Here are the activities we had going in our gym:
graphing your favorite kind of book, jeopardy (primary and intermediate), story elements activity, creative writing, using trail games, making words, magazine giveaway, story time corner, Bingo. Our special ed. teacher also had a table set up on teaching non readers, and we invited our public library to have an information table. They also signed up people who wanted a library card. They were delighted to take part!
The families (the children had to attend with a parent or caregiver) could attend any or all the stations in any order they wanted to. We gave out door prizes all evening. If the students had already gone home, we held on to them and gave them to them the next morning. We also had a graffitti wall as they left to write their comments on! We ran this evening from 6:30 until 8:00. People could come and go as they pleased. We served no refreshments. We had two teachers registering people and giving them packets of handouts that would help the parents remember how to do many of the activities at home. The parents were thrilled at all the practical ideas they got to help with homework and the kids loved showing off and getting door prizes. All in all we spent about $300 for the evening. Probably $220 was spent on door prizes and goody bags. The rest was spent on paper products (paper for fliers, name tags, markers, etc.). Our office donated 2 reams of paper for fliers to go home and file folders for the handouts. We had people register ahead of time so we had an idea of how many and what ages to plan for. We had a few families not show up, but we had more show up that had NOT registered. We were busy the entire evening. We probably had 60 - 70 families participate during the evening. It took about 16 teachers to pull this off; not everyone helped and it was a purely voluntary event.

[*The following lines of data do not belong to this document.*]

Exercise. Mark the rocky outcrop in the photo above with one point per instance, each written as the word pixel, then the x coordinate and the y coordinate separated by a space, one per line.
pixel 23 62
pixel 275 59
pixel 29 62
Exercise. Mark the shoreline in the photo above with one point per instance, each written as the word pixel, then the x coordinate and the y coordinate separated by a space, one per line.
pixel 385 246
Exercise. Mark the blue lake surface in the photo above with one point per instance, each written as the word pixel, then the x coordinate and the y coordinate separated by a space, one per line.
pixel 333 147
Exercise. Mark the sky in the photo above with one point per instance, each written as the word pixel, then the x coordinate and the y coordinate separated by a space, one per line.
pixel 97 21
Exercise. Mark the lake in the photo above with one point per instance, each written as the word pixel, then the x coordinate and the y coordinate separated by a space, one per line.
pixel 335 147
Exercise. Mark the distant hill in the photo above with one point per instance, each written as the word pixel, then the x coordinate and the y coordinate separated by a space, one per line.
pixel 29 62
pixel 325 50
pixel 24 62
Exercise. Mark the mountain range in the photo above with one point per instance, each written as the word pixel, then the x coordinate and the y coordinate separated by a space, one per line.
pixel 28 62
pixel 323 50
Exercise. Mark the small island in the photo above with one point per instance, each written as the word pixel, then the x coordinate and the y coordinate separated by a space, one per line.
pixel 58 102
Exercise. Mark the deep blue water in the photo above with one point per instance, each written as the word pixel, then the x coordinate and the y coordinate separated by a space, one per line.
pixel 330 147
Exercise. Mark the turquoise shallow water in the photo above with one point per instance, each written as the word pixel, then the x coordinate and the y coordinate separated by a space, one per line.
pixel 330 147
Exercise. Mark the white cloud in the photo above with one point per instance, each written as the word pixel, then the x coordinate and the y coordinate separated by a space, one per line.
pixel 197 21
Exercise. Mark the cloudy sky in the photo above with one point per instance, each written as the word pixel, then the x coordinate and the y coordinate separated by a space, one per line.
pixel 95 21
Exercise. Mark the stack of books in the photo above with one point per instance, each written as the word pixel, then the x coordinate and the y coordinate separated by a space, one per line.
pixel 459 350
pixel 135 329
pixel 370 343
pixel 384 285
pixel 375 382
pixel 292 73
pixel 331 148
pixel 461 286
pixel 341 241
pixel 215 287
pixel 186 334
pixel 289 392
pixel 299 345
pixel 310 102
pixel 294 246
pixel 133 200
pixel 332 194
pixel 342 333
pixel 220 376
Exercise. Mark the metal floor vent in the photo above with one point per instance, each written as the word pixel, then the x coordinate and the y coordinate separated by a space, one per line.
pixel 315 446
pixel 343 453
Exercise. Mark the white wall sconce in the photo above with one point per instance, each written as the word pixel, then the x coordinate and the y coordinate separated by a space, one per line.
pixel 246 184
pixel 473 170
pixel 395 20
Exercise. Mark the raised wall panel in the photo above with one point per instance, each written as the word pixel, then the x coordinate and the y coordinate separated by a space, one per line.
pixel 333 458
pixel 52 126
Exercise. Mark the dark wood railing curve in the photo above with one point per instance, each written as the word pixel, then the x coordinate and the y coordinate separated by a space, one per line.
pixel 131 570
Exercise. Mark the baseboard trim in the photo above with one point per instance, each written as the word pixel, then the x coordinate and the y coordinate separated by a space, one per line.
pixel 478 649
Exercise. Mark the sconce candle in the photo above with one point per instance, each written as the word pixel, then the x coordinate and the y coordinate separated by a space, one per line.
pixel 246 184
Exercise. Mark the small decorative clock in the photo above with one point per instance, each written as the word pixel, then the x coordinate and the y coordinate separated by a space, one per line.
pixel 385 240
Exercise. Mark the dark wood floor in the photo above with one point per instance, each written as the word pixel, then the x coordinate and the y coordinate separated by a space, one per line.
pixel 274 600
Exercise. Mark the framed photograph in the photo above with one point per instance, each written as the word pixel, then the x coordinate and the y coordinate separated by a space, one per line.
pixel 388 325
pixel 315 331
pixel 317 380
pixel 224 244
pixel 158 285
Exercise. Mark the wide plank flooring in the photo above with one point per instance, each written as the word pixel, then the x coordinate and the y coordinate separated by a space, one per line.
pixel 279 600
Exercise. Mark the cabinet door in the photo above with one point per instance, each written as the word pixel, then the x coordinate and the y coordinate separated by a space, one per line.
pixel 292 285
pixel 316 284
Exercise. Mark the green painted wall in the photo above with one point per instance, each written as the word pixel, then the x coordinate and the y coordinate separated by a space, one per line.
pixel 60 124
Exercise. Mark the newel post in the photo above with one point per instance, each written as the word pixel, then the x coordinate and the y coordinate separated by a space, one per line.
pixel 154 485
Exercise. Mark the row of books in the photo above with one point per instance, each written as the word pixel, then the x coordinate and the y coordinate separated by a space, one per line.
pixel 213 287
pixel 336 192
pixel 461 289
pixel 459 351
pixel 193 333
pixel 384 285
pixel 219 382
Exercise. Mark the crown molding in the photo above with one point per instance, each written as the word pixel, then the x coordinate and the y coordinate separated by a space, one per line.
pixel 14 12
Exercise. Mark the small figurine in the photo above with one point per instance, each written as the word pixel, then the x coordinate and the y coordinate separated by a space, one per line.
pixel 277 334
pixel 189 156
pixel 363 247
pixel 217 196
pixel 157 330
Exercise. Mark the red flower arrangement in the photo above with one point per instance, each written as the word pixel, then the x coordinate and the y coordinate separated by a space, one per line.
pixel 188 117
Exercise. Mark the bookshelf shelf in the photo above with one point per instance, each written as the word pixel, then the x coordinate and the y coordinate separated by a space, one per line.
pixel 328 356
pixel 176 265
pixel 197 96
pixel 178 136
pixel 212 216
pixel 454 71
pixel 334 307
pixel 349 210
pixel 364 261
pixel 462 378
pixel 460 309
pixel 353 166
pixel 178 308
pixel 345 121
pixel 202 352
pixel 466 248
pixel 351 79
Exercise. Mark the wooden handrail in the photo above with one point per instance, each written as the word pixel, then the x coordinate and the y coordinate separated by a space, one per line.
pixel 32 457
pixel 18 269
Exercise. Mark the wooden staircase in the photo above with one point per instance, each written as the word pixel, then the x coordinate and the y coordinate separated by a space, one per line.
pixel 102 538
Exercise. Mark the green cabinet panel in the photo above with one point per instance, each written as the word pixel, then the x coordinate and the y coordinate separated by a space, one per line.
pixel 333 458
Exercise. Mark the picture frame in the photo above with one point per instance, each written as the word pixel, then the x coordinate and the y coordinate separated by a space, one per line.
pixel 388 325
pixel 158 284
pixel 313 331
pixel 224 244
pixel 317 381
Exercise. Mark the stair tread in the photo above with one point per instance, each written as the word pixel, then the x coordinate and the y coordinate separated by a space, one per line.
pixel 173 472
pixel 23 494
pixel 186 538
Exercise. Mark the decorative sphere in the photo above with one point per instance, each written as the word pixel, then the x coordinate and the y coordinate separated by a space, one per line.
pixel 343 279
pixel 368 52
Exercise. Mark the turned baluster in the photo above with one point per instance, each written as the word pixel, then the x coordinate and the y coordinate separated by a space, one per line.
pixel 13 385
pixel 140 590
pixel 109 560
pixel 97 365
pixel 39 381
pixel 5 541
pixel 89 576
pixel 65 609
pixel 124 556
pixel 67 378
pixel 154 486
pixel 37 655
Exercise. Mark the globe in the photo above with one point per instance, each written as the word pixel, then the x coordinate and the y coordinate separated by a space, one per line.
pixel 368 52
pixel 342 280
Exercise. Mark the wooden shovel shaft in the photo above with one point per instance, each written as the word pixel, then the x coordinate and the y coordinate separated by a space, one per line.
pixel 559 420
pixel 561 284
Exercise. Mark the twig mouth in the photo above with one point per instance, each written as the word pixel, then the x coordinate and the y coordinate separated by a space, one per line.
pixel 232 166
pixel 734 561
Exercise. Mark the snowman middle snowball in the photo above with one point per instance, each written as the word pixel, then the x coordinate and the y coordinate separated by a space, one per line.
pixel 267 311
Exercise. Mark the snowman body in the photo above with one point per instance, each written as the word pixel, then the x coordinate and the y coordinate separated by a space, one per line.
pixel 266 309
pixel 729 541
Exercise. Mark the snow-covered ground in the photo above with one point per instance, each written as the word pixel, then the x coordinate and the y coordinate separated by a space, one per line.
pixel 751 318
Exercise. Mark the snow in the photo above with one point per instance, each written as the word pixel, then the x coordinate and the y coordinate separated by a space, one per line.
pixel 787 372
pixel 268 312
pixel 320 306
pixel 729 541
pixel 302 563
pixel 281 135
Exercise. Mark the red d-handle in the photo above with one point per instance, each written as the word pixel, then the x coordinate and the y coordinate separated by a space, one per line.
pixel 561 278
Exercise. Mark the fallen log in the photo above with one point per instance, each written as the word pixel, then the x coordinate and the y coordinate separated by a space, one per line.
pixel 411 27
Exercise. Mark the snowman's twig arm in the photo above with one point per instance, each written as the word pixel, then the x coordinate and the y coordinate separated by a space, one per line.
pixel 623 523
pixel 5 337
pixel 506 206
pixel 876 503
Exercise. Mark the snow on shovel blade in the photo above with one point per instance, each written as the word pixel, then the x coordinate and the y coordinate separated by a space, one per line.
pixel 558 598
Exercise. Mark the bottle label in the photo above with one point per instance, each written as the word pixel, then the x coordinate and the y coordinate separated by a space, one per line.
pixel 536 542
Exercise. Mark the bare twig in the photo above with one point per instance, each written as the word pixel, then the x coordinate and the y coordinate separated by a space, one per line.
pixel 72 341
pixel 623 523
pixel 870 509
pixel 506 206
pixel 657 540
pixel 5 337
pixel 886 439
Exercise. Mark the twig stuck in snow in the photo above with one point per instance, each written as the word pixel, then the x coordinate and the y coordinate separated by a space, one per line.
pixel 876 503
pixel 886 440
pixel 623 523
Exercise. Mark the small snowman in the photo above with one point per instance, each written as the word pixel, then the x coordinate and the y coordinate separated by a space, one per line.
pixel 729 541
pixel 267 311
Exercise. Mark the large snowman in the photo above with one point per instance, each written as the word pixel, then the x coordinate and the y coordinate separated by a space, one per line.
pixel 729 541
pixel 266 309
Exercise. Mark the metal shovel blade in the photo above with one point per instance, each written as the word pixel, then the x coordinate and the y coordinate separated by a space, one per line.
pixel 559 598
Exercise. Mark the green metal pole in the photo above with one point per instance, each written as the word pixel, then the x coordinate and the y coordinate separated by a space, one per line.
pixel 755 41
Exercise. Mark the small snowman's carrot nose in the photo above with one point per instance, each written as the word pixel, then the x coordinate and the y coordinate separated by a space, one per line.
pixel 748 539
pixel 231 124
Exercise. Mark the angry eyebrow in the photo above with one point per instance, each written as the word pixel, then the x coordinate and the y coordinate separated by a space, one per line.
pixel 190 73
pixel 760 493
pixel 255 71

This year we will probably keep the Bingo and Jeopardy, since they were big hits, and also the storytelling corner. I'm looking at a compare/contrast station, a main idea/details station, coupon literacy station (so much more to do with coupons than just the math!)and having the kids make a glyph to practice reading a legend and following directions. If the teachers want some of the other stations that's fine too; I just am looking for some new ideas.